In [1]:
# This Python 3 environment comes with many helpful analytics libraries installed
# It is defined by the kaggle/python Docker image: https://github.com/kaggle/docker-python
# For example, here's several helpful packages to load

import numpy as np # linear algebra
import pandas as pd # data processing, CSV file I/O (e.g. pd.read_csv)

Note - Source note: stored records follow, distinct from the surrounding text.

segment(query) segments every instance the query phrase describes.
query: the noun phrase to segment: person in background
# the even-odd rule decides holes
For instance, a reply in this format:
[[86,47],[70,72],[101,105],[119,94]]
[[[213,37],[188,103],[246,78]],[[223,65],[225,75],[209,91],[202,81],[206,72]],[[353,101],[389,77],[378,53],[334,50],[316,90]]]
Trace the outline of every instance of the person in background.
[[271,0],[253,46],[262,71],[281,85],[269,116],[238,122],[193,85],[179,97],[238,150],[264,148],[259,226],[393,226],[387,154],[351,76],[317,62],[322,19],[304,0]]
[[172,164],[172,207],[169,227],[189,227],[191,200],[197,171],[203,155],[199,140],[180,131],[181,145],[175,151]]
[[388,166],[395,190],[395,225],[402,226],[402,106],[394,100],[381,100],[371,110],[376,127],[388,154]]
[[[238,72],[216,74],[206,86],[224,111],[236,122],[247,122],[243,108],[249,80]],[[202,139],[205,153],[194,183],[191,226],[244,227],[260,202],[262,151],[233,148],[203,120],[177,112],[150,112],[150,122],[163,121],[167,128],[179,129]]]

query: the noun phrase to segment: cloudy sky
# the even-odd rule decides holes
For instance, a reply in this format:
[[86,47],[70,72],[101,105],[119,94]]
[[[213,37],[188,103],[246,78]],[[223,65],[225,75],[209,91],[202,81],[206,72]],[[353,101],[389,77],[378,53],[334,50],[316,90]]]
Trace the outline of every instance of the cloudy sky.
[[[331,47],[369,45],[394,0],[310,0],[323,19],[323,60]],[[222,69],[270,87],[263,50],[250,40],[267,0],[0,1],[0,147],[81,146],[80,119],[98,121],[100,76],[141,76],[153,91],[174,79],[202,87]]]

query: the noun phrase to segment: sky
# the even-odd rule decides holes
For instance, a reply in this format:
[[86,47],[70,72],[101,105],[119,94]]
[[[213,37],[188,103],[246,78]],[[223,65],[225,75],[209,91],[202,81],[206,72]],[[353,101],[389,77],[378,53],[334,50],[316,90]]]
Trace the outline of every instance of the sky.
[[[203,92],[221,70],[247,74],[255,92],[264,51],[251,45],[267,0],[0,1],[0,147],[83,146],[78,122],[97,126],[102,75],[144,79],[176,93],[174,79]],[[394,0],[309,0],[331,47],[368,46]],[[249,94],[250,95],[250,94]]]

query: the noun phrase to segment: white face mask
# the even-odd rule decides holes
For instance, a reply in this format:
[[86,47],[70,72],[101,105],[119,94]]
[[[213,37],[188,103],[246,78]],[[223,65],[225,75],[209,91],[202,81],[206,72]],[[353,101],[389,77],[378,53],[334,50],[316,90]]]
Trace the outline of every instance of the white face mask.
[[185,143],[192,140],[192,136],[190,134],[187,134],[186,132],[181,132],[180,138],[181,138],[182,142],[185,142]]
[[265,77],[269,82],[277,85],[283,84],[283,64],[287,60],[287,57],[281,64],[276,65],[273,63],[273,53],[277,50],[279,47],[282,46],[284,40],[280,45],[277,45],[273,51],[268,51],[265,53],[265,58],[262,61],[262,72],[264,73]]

# Input data files are available in the read-only "../input/" directory
# For example, running this (by clicking run or pressing Shift+Enter) will list all files under the input directory

import os
for dirname, _, filenames in os.walk('/kaggle/input'):
    for filename in filenames:
        print(os.path.join(dirname, filename))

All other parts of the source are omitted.